Ochoa, who received her master's and doctoral degrees in electrical engineering from Stanford in 1981 and 1985, respectively, is deputy director of flight crew operations at Johnson Space Center. She will discuss her career since joining NASA 17 years ago, serving 15 years in the astronaut program and logging more than 978 hours in space. Her presentation will focus on her fourth space shuttle mission, STS-110, part of the 2002 assembly of the International Space Station.
The Call to Serve campaign organizes special events and workshops to make more information about government jobs available to faculty, career services staff and students. At Stanford, the project is being coordinated by the Haas Center for Public Service in collaboration with the President's Office, career services, schools, and student and alumni organizations across campus.
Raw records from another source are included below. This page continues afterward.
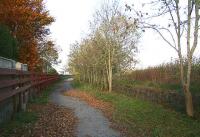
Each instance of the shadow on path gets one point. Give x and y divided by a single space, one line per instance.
91 122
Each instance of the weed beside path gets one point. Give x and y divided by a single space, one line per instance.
142 118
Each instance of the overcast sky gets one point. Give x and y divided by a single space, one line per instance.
72 21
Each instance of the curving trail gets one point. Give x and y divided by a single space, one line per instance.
91 122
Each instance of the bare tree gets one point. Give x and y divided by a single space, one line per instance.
183 21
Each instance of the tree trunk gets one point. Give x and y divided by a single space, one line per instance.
188 102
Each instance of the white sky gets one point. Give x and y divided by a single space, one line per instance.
72 23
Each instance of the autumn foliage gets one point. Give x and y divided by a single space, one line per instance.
27 21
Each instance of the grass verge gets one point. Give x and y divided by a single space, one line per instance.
143 118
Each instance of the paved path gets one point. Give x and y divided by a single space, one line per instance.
91 122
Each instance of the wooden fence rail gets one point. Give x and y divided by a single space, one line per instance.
16 87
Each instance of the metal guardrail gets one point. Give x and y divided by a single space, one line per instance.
13 82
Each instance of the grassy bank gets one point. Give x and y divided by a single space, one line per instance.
26 119
142 118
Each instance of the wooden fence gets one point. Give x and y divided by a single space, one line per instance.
16 87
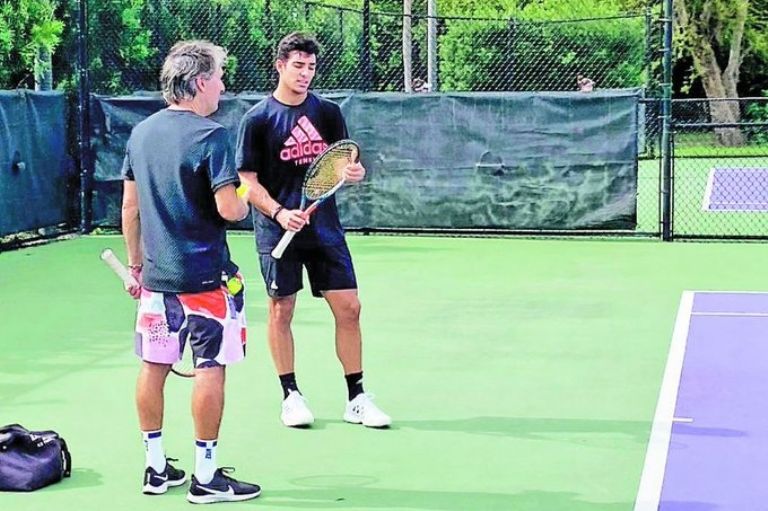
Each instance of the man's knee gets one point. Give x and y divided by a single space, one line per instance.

Stanford is among six universities chosen to participate as pilot schools in the Call to Serve recruitment initiative. The program was designed by the Partnership for Public Service, a nonpartisan, nonprofit organization focused on revitalizing federal government and inspiring Americans to government service. The other participating schools are Clark Atlanta University, George Washington University, Louisiana State University, Ohio State University and University of New Mexico. The recruitment initiative is part of the overall Call to Serve network created in 2002 by the Partnership for Public Service and the U.S. Office of Personnel Management. The network currently consists of 565 colleges and universities, and 62 federal agency partners.